# Notebook 03: ML Model Training
**Project:** Synthetic Sleep Environment Dataset Generator  
**Authors:** Rushav Dash & Lisa Li  
**Course:** TECHIN 513 — Signal Processing & Machine Learning  
**University:** University of Washington  
**Date:** 2026-02-19

## Table of Contents
1. [Setup & Data Loading](#section-1)
2. [EDA of Sleep Efficiency Dataset](#section-2)
3. [Feature Engineering](#section-3)
4. [Model Training & Cross-validation](#section-4)
5. [Feature Importance Plots](#section-5)
6. [Residual Analysis](#section-6)
7. [Save Models](#section-7)

---
## 1. Setup & Data Loading <a id='section-1'></a>
We import the `SleepQualityModel` class, load the Sleep Efficiency dataset, and configure plotting defaults.

In [None]:
import sys
import os
import warnings
warnings.filterwarnings('ignore')

PROJECT_ROOT = os.path.abspath(os.path.join(os.getcwd(), '..'))
if PROJECT_ROOT not in sys.path:
    sys.path.insert(0, PROJECT_ROOT)

import numpy as np
import pandas as pd
import matplotlib.pyplot as plt
import seaborn as sns
import joblib
from sklearn.model_selection import cross_val_score, KFold
from sklearn.metrics import mean_absolute_error, r2_score

from src.data_loader import DataLoader
from src.sleep_quality_model import SleepQualityModel

%matplotlib inline
plt.rcParams.update({'figure.dpi': 120, 'font.size': 11})
sns.set_theme(style='whitegrid')

MODELS_DIR = os.path.join(PROJECT_ROOT, 'models')
os.makedirs(MODELS_DIR, exist_ok=True)

print('Setup complete.')

In [None]:
loader   = DataLoader(data_dir=os.path.join(PROJECT_ROOT, 'data'))
loader.download_all()
df_sleep = loader.load_sleep_efficiency()

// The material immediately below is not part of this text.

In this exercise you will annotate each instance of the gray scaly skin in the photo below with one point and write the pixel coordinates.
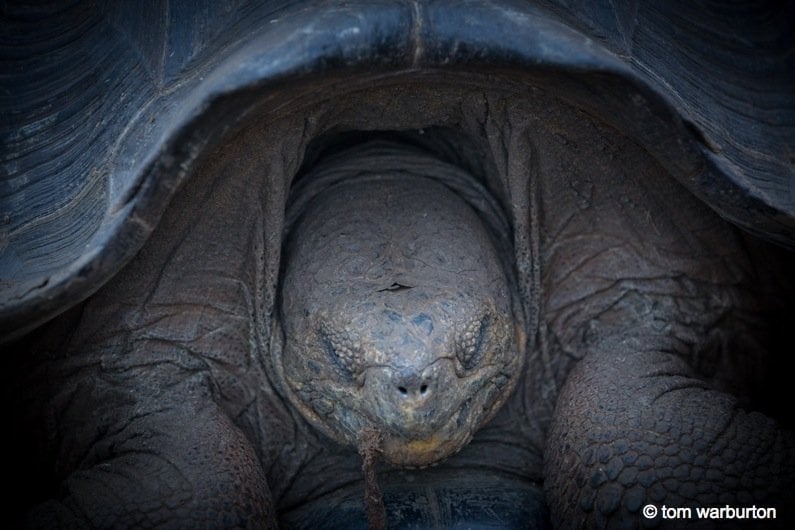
(170, 409)
(397, 317)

print(f'Sleep Efficiency dataset shape: {df_sleep.shape}')
df_sleep.head()

---
## 2. EDA of Sleep Efficiency Dataset <a id='section-2'></a>
Before training, we inspect the target variable distributions and the full correlation matrix to confirm that the predictors are meaningful.

In [None]:
print('=== Dataset Overview ===')
print(df_sleep.describe().T.to_string())

### 2.1 Target Variable Distributions
Identify columns that serve as regression targets (sleep efficiency, REM sleep %, sleep duration, awakenings).

In [None]:
target_candidates = [
    'Sleep efficiency', 'REM sleep percentage',
    'Sleep duration', 'Awakenings'
]
targets = [c for c in target_candidates if c in df_sleep.columns]
print(f'Target columns present: {targets}')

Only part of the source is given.